How this scanner differs from mesh-centric alternatives
This scanner is a black-box tool that submits read-only requests to API endpoints and returns a risk score with prioritized findings. It does not require agents, SDKs, or access to service code, and it works regardless of language or cloud provider. Scan time remains under a minute, and destructive payloads are never used. The tool maps findings to OWASP API Top 10, PCI-DSS 4.0, and SOC 2 Type II, while helping you prepare for other frameworks through alignment of security controls.

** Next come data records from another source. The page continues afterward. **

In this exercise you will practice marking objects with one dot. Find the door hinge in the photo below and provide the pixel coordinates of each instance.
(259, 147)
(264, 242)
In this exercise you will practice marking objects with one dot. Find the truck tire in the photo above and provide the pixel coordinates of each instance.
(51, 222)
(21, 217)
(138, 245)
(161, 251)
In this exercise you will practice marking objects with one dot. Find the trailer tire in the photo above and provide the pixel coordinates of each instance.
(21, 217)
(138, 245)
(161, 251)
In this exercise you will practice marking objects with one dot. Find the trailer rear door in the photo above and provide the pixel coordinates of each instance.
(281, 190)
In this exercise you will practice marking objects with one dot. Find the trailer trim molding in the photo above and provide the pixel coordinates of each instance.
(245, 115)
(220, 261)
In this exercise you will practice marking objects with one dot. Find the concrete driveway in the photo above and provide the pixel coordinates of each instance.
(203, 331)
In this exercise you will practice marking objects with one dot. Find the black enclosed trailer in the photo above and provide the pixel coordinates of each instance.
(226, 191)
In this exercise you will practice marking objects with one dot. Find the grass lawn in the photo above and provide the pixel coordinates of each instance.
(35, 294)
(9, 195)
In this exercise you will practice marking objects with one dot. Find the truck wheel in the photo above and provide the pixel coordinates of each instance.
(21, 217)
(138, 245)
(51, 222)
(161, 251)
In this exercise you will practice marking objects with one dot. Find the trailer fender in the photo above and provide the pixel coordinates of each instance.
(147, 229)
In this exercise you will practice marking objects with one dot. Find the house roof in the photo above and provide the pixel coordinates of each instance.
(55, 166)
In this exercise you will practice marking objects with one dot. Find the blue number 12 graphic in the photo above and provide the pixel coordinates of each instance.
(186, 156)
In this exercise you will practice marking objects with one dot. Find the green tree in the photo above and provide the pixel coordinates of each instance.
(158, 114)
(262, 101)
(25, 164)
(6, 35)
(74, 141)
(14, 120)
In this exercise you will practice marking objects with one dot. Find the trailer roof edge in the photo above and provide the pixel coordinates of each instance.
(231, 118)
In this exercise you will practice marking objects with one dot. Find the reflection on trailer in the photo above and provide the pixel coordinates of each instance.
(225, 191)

Detection coverage relevant to boundary auditing
The scanner evaluates 12 categories aligned to OWASP API Top 10 (2023), including Authentication, BOLA and IDOR, BFLA and privilege escalation, and Data Exposure. It checks Input Validation issues such as CORS misconfigurations and dangerous HTTP methods, and surfaces sensitive data like PII, API keys, and error leakage. Other areas include Rate Limiting, SSRF indicators, Inventory Management, and LLM/AI Security through adversarial probing across multiple tiers.
OpenAPI spec and runtime correlation
The tool parses OpenAPI 3.0, 3.1, and Swagger 2.0 documents with recursive $ref resolution, then cross-references the spec against runtime behavior. This helps identify undefined security schemes, sensitive fields, deprecated operations, and missing pagination directly from the spec. Such correlation supports audit evidence for SOC 2 and validates controls required by PCI-DSS 4.0 without claiming compliance.
Authenticated scanning and safe operations
Authenticated scanning supports Bearer tokens, API keys, Basic auth, and cookies, with domain verification to ensure only domain owners can scan with credentials. The scanner enforces a strict header allowlist and uses read-only methods only. Private IPs, localhost, and cloud metadata endpoints are blocked at multiple layers, and customer data is deletable on demand and never used for model training.